Hey everyone, meet Angelina. She's probably going to be the leader of the global machine uprising à la The Matrix, but for now she's a bit of artificial intelligence that runs on a Mac server and spends her time making video games from scratch for us lowly humans.
Michael Cook, a Ph.D. candidate at Imperial College in the U.K., gave birth to Angelina which stands for "A Novel Game-Evolving Labrat I've Named ANGELINA," the most unfair acronym of all time.
Angelina breaks down various aspects of game development into sub-tasks, then creates them, then puts these colloquially named "species" back together into an entire game. It's created a ton of games, sometimes at the rate of one every ten minutes. Though many of them are unplayable, she's made some worthwhile titles that you can access here.

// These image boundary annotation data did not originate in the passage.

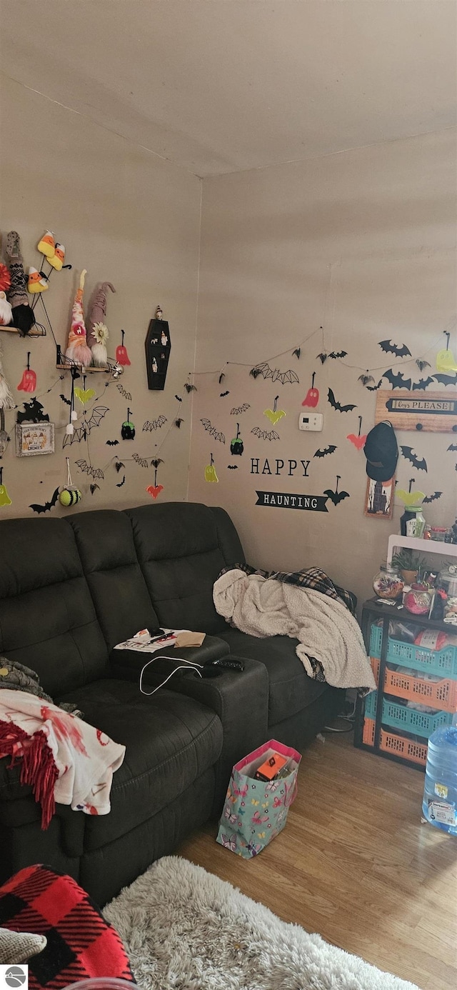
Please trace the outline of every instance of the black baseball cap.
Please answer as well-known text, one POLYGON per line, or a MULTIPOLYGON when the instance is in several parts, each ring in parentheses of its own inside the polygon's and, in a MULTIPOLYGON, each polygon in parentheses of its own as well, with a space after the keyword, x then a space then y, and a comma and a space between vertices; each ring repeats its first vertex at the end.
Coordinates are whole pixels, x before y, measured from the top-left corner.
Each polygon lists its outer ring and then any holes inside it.
POLYGON ((363 448, 367 458, 367 474, 375 481, 389 481, 394 477, 399 447, 392 423, 383 420, 370 430, 363 448))

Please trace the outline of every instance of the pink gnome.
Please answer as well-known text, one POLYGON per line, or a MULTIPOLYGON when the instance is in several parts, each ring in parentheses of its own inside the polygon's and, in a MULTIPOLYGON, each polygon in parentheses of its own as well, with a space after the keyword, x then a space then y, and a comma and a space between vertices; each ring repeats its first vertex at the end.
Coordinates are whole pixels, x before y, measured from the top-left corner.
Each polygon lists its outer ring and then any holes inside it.
POLYGON ((86 326, 84 323, 84 313, 82 309, 82 295, 86 274, 87 272, 84 268, 83 271, 81 271, 79 288, 74 297, 73 309, 71 310, 71 326, 68 334, 68 346, 65 350, 65 357, 68 357, 71 361, 75 361, 77 364, 82 364, 83 367, 89 367, 92 363, 92 353, 90 347, 87 346, 86 326))

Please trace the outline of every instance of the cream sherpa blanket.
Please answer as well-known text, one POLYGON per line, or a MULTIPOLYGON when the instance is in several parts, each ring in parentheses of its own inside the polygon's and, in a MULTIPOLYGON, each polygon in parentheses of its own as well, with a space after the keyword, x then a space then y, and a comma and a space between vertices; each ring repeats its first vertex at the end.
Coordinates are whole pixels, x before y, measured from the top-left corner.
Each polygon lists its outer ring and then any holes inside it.
POLYGON ((216 611, 249 636, 290 636, 310 677, 310 656, 322 665, 333 687, 376 688, 362 633, 342 602, 234 568, 215 583, 216 611))

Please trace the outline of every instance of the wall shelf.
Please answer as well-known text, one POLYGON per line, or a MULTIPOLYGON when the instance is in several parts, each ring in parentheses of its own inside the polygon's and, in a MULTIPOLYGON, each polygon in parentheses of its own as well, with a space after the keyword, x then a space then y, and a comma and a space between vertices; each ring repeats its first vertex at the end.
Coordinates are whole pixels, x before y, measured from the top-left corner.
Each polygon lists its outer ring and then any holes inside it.
MULTIPOLYGON (((21 337, 24 337, 24 335, 21 334, 21 331, 18 330, 17 327, 0 326, 0 330, 4 334, 20 334, 21 337)), ((32 327, 29 333, 25 335, 25 337, 46 337, 46 330, 45 329, 42 330, 40 327, 37 326, 32 327)))
POLYGON ((439 553, 440 556, 457 557, 457 544, 445 544, 440 540, 422 540, 418 537, 389 537, 387 562, 392 563, 396 546, 408 546, 422 553, 439 553))

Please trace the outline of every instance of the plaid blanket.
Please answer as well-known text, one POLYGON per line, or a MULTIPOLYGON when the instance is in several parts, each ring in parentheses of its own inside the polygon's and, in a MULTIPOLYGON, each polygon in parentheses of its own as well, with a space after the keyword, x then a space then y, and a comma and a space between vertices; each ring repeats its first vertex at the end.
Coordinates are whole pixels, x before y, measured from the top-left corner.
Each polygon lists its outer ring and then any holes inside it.
POLYGON ((346 591, 345 588, 340 588, 339 585, 333 584, 333 581, 328 574, 325 574, 324 570, 320 570, 320 567, 303 567, 302 570, 261 570, 259 567, 251 567, 248 563, 233 563, 229 567, 225 567, 221 571, 220 577, 223 574, 227 574, 228 571, 233 570, 243 570, 245 574, 260 574, 261 577, 270 578, 272 577, 275 581, 284 581, 285 584, 295 584, 300 588, 314 588, 315 591, 320 591, 321 595, 327 595, 329 598, 339 600, 349 609, 351 615, 355 616, 355 610, 357 607, 357 598, 351 591, 346 591))
POLYGON ((29 960, 30 990, 60 990, 88 976, 134 982, 118 933, 70 876, 46 866, 16 873, 0 887, 0 925, 46 938, 29 960))

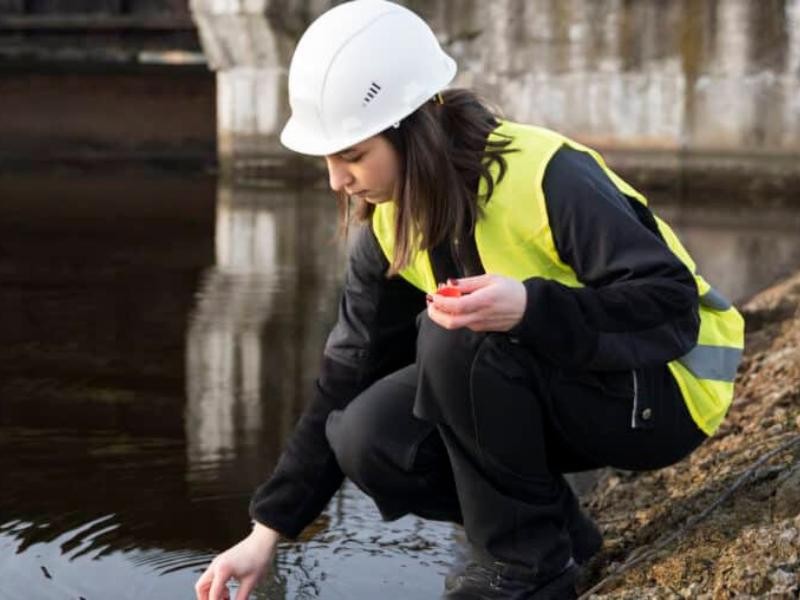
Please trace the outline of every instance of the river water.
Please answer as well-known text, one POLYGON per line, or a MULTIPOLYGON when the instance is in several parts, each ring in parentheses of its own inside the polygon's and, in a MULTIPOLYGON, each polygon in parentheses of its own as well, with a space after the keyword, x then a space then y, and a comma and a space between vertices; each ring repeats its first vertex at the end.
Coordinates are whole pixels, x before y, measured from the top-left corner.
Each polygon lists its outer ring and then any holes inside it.
MULTIPOLYGON (((309 396, 345 252, 321 190, 0 176, 0 599, 180 599, 249 528, 309 396)), ((656 203, 736 300, 800 266, 800 207, 656 203)), ((346 484, 259 598, 436 597, 455 527, 346 484)))

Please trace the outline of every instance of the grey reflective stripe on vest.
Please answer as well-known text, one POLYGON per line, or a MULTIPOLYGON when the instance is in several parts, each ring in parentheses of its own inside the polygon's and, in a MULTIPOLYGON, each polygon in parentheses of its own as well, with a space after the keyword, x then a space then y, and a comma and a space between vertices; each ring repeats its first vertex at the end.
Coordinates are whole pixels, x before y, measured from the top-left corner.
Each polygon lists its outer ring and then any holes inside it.
POLYGON ((709 288, 705 294, 700 296, 700 304, 714 310, 728 310, 731 307, 730 301, 714 288, 709 288))
POLYGON ((700 379, 733 381, 741 360, 740 348, 698 344, 691 352, 679 358, 678 362, 700 379))

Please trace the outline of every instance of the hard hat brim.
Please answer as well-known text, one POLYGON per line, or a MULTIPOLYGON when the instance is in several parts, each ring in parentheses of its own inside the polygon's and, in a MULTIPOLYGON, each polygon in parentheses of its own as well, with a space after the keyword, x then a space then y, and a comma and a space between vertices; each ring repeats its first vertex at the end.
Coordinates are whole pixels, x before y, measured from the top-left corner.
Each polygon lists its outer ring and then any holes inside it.
MULTIPOLYGON (((455 60, 446 54, 444 55, 444 58, 446 60, 447 68, 442 73, 442 79, 439 82, 436 82, 435 85, 431 86, 432 89, 429 94, 429 97, 431 98, 443 90, 453 80, 453 78, 455 78, 458 70, 455 60)), ((325 139, 325 137, 321 135, 319 131, 309 131, 308 128, 301 125, 298 119, 296 119, 294 116, 291 116, 281 131, 280 141, 281 144, 283 144, 289 150, 298 152, 300 154, 306 154, 308 156, 326 156, 329 154, 336 154, 337 152, 341 152, 350 146, 358 144, 359 142, 363 142, 364 140, 369 139, 372 136, 379 134, 381 131, 391 127, 394 123, 401 121, 413 113, 425 102, 427 102, 427 100, 424 100, 416 106, 409 107, 409 109, 404 111, 402 114, 392 115, 391 118, 386 119, 386 122, 381 122, 365 131, 360 131, 358 134, 334 140, 325 139)))

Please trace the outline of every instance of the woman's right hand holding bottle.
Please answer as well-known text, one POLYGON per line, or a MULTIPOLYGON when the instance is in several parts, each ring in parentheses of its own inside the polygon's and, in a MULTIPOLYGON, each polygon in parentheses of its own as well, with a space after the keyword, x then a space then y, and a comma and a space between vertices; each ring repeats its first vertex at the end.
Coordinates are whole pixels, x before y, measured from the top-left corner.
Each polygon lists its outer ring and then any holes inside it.
POLYGON ((272 562, 280 534, 256 523, 253 531, 235 546, 217 556, 194 585, 197 600, 229 600, 227 583, 239 581, 234 600, 247 600, 272 562))

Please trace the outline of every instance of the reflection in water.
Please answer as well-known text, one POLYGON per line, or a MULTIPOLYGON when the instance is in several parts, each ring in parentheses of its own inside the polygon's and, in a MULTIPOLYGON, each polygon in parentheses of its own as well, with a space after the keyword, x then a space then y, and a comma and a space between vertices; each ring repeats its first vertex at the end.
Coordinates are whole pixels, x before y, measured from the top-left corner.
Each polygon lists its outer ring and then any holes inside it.
POLYGON ((734 302, 800 266, 800 211, 797 209, 658 205, 674 225, 700 273, 734 302))
MULTIPOLYGON (((0 598, 190 597, 313 389, 333 201, 138 173, 0 197, 0 598)), ((656 208, 730 296, 800 265, 799 211, 701 205, 656 208)), ((259 597, 435 597, 459 535, 345 485, 259 597)))

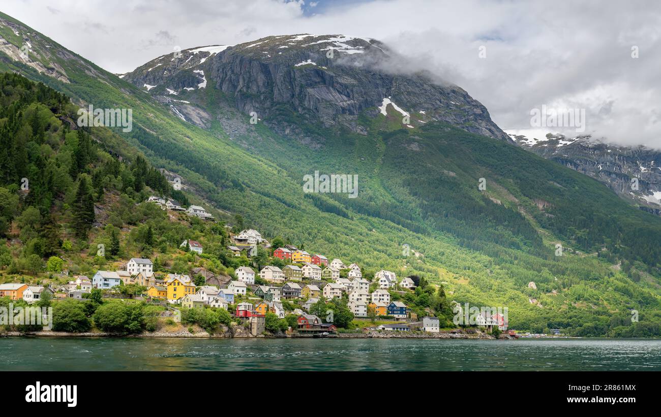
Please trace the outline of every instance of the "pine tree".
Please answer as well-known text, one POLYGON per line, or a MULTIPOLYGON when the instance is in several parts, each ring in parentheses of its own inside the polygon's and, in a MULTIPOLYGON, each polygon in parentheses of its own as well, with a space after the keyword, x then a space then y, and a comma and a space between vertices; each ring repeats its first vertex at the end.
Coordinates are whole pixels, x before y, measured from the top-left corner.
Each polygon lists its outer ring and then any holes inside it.
POLYGON ((147 236, 145 237, 145 244, 151 246, 154 244, 154 232, 151 230, 151 226, 147 228, 147 236))
POLYGON ((118 236, 117 230, 112 229, 110 234, 110 255, 117 256, 120 253, 120 238, 118 236))
POLYGON ((73 202, 73 228, 76 237, 87 239, 87 232, 94 222, 94 202, 87 188, 87 179, 81 177, 78 182, 75 200, 73 202))

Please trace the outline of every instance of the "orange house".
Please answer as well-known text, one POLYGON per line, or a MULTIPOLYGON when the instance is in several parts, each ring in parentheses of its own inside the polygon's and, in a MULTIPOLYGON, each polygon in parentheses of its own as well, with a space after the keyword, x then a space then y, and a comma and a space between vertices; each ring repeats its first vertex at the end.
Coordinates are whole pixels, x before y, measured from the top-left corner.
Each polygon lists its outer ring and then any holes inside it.
POLYGON ((23 292, 27 289, 27 284, 0 284, 0 297, 22 300, 23 292))
POLYGON ((374 309, 377 315, 388 315, 388 305, 385 303, 369 303, 368 308, 374 309))

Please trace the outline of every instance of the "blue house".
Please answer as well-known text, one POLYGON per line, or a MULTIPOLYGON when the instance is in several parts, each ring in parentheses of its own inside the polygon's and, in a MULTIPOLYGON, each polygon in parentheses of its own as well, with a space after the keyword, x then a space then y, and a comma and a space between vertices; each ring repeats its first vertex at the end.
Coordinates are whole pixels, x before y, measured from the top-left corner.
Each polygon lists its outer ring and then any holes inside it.
POLYGON ((408 312, 408 309, 401 301, 393 301, 388 304, 388 315, 391 315, 396 319, 406 319, 408 312))

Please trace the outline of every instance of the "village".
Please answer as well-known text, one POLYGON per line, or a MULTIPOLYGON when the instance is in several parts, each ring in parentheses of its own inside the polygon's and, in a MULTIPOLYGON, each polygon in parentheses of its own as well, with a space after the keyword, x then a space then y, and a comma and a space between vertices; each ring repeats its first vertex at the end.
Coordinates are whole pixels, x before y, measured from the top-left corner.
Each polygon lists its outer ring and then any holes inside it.
MULTIPOLYGON (((184 210, 175 201, 154 196, 148 201, 163 210, 182 211, 206 220, 214 220, 214 216, 200 206, 190 205, 184 210)), ((264 333, 268 313, 278 319, 293 315, 295 324, 289 327, 286 334, 313 337, 332 337, 338 333, 333 311, 326 308, 328 303, 335 300, 350 311, 354 323, 360 325, 358 331, 361 333, 438 334, 444 331, 438 317, 418 317, 404 302, 398 300, 403 295, 415 291, 419 284, 416 276, 398 278, 395 273, 381 269, 373 274, 373 279, 368 280, 355 263, 347 265, 338 258, 329 261, 324 255, 310 253, 290 244, 272 248, 254 229, 241 230, 232 236, 231 240, 233 244, 228 245, 227 249, 233 256, 251 257, 260 246, 268 250, 272 265, 263 266, 259 271, 241 266, 226 281, 205 273, 204 282, 201 282, 187 274, 155 271, 151 259, 133 257, 121 269, 99 270, 91 278, 75 276, 63 285, 2 284, 0 297, 22 300, 29 304, 38 303, 45 293, 56 300, 82 300, 89 298, 93 289, 97 289, 105 298, 126 296, 165 306, 164 315, 173 319, 180 316, 177 313, 182 309, 223 309, 237 322, 244 323, 253 336, 264 333), (272 265, 276 260, 280 266, 272 265), (127 286, 138 288, 137 292, 122 295, 121 289, 127 286), (393 299, 395 298, 398 300, 393 299)), ((190 239, 181 242, 179 248, 197 255, 204 253, 203 245, 190 239)), ((477 325, 490 333, 494 327, 506 330, 507 323, 502 317, 479 316, 477 325)), ((446 331, 457 333, 457 329, 446 331)))

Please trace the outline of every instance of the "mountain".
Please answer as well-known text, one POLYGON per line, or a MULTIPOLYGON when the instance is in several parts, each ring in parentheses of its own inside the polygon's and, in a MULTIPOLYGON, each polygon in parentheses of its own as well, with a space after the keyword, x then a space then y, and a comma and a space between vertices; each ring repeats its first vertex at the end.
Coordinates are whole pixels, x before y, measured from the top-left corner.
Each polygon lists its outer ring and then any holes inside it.
MULTIPOLYGON (((132 109, 131 131, 108 128, 126 146, 101 144, 178 176, 221 221, 240 214, 267 238, 508 306, 517 329, 661 331, 661 219, 514 146, 465 92, 397 69, 377 41, 272 36, 186 49, 120 78, 4 15, 0 36, 0 71, 78 106, 132 109), (27 42, 27 59, 4 52, 27 42), (315 172, 356 176, 356 198, 305 192, 315 172)), ((222 263, 223 251, 203 261, 222 263)))
POLYGON ((524 148, 603 183, 641 210, 661 215, 659 151, 609 144, 589 135, 570 139, 551 133, 541 138, 510 136, 524 148))
MULTIPOLYGON (((459 87, 434 83, 425 74, 389 72, 397 58, 374 40, 342 35, 269 36, 180 53, 159 57, 122 78, 153 96, 170 98, 206 88, 208 83, 232 96, 241 112, 254 112, 286 135, 301 121, 324 127, 340 125, 365 135, 359 116, 383 113, 381 109, 396 97, 393 107, 410 111, 405 123, 409 126, 442 121, 509 141, 486 109, 459 87), (294 112, 297 119, 282 117, 282 112, 294 112)), ((408 112, 401 113, 403 117, 408 112)), ((323 141, 320 137, 308 139, 323 141)))

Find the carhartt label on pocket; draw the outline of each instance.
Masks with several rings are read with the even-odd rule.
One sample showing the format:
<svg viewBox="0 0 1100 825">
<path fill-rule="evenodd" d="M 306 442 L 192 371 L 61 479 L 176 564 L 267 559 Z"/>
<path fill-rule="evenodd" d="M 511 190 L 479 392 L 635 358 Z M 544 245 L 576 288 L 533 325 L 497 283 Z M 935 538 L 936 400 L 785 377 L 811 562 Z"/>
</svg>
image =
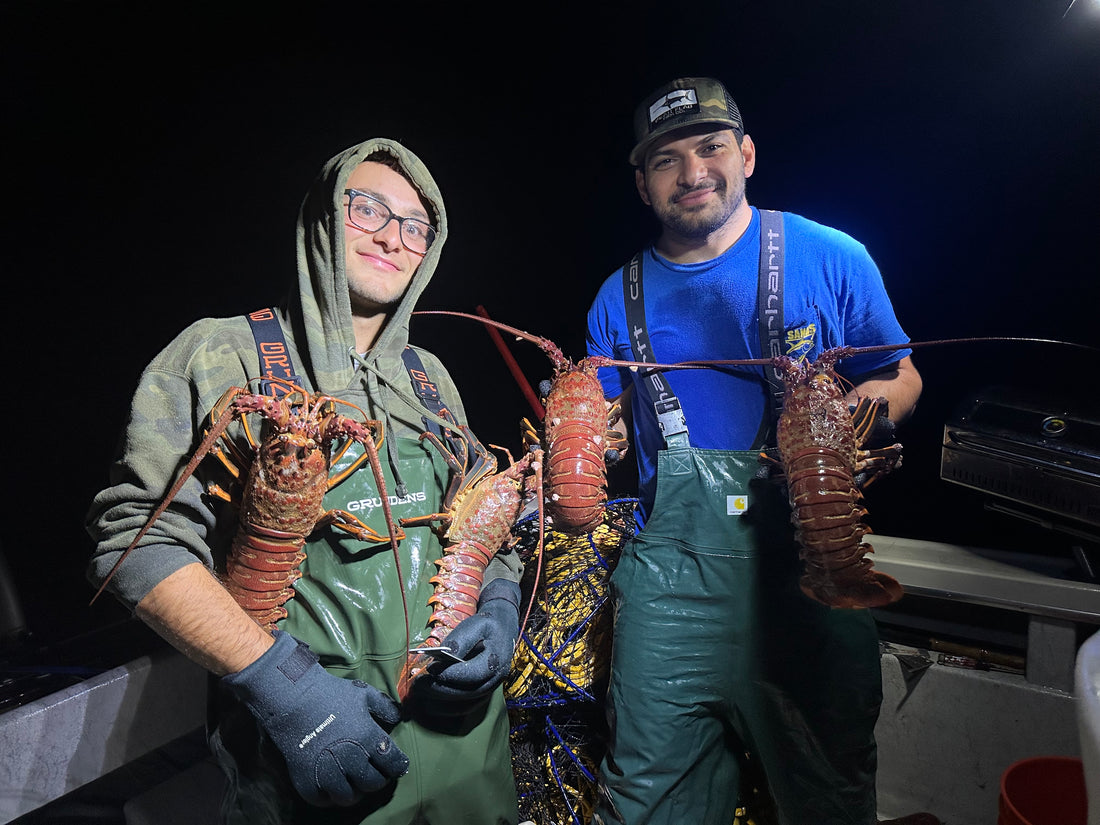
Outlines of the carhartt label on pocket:
<svg viewBox="0 0 1100 825">
<path fill-rule="evenodd" d="M 726 515 L 740 516 L 749 508 L 748 496 L 726 496 Z"/>
</svg>

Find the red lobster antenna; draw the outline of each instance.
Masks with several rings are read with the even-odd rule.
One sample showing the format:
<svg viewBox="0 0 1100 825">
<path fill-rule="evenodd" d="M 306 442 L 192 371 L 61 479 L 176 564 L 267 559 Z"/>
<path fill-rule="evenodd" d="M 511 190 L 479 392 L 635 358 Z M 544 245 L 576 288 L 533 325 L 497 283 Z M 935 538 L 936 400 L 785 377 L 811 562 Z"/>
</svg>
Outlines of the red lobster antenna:
<svg viewBox="0 0 1100 825">
<path fill-rule="evenodd" d="M 485 307 L 481 304 L 477 305 L 477 315 L 482 318 L 492 321 L 493 319 L 488 317 L 488 312 L 485 311 Z M 531 405 L 531 409 L 535 410 L 535 415 L 541 421 L 546 417 L 546 410 L 542 408 L 542 403 L 539 397 L 535 394 L 535 389 L 531 388 L 530 383 L 524 375 L 522 371 L 519 369 L 519 364 L 516 362 L 515 356 L 512 354 L 512 350 L 508 349 L 508 344 L 504 342 L 501 333 L 492 324 L 484 324 L 485 329 L 488 331 L 490 338 L 493 339 L 493 343 L 496 344 L 496 349 L 501 351 L 501 356 L 504 359 L 504 363 L 508 365 L 508 372 L 512 373 L 512 377 L 516 380 L 519 384 L 519 389 L 522 392 L 524 396 L 527 398 L 527 403 Z"/>
</svg>

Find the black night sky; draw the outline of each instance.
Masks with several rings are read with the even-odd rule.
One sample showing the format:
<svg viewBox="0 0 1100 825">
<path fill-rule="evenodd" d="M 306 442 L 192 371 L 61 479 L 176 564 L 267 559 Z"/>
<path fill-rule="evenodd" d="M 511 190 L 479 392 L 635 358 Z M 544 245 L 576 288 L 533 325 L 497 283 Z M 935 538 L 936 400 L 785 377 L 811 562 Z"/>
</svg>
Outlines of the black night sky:
<svg viewBox="0 0 1100 825">
<path fill-rule="evenodd" d="M 421 308 L 483 305 L 575 358 L 598 284 L 652 230 L 630 112 L 681 75 L 721 78 L 740 106 L 750 202 L 867 244 L 914 340 L 1094 343 L 1100 8 L 1069 3 L 6 3 L 2 550 L 32 629 L 119 617 L 87 607 L 82 519 L 140 371 L 191 320 L 280 299 L 306 187 L 365 138 L 405 142 L 447 200 Z M 488 336 L 419 319 L 414 340 L 443 354 L 481 438 L 518 446 L 530 410 Z M 535 348 L 513 352 L 532 384 L 549 374 Z M 988 384 L 1096 415 L 1096 354 L 959 344 L 915 361 L 905 464 L 868 493 L 869 524 L 1049 541 L 939 481 L 943 426 Z"/>
</svg>

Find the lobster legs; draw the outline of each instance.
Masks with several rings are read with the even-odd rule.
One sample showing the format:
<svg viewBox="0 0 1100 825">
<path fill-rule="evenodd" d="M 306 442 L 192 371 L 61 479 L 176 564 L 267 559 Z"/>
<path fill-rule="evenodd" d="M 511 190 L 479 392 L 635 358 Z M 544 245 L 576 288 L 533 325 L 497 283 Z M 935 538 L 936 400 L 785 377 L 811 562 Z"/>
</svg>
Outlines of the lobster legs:
<svg viewBox="0 0 1100 825">
<path fill-rule="evenodd" d="M 530 451 L 497 473 L 496 459 L 466 428 L 461 437 L 446 433 L 448 444 L 433 433 L 421 436 L 438 449 L 454 473 L 443 498 L 443 512 L 402 519 L 403 527 L 432 525 L 443 538 L 443 556 L 436 561 L 435 591 L 428 600 L 426 648 L 441 647 L 451 630 L 477 612 L 485 570 L 502 547 L 515 542 L 512 528 L 531 492 L 528 473 L 540 481 L 541 453 Z M 505 451 L 507 452 L 507 451 Z M 410 652 L 398 678 L 398 698 L 408 697 L 413 683 L 435 661 L 431 653 Z"/>
<path fill-rule="evenodd" d="M 828 350 L 810 365 L 778 359 L 784 381 L 777 438 L 800 556 L 802 592 L 829 607 L 880 607 L 897 602 L 902 587 L 875 570 L 864 541 L 870 532 L 856 483 L 889 472 L 901 446 L 862 450 L 879 413 L 879 399 L 860 399 L 853 415 L 837 384 L 840 356 Z M 857 429 L 858 427 L 858 429 Z"/>
</svg>

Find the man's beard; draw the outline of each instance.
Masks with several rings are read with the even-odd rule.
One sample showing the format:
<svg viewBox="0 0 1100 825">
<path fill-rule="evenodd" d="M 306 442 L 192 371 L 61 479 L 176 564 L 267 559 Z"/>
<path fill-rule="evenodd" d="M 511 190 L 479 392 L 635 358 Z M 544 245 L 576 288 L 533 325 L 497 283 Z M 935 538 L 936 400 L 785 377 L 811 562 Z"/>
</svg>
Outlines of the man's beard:
<svg viewBox="0 0 1100 825">
<path fill-rule="evenodd" d="M 710 184 L 693 186 L 676 193 L 660 209 L 654 205 L 653 211 L 658 220 L 681 238 L 697 241 L 708 238 L 726 224 L 745 200 L 744 183 L 730 191 L 726 182 L 719 180 L 714 185 L 714 194 L 718 197 L 716 204 L 682 209 L 674 202 L 678 198 L 710 187 Z"/>
</svg>

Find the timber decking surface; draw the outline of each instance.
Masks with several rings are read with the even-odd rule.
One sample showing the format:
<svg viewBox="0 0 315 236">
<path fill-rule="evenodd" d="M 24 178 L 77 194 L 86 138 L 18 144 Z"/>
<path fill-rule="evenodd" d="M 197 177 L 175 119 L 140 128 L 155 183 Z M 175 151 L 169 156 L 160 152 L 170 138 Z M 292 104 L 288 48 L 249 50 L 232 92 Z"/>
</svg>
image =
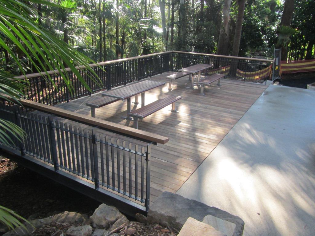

Every time she creates a new game, she does it from scratch using three "species" or sub-tasks.
The first is maps, which, as the name suggests, creates "passable and impassable areas." The second is layouts, which creates the entites in the world and defines the game player a.k.a. you. The third is rulesets, which decides how your obstacles will move (think Goombas in Mario).
And according to Cook, "Just like evolution in nature, the process isn't really conscious of the overall direction it's moving in. At each step, Angelina has a set of games to consider, and all it has to do is choose the best of this set, and combine their features together to make a new set."
Though this only for games at the moment, the implications for A.I. could be huge and could influence mathematics and graphic design, among others.
Plus, who knows: handheld games are increasingly popular, and there's a chance one day Angelina or her children could make games for those.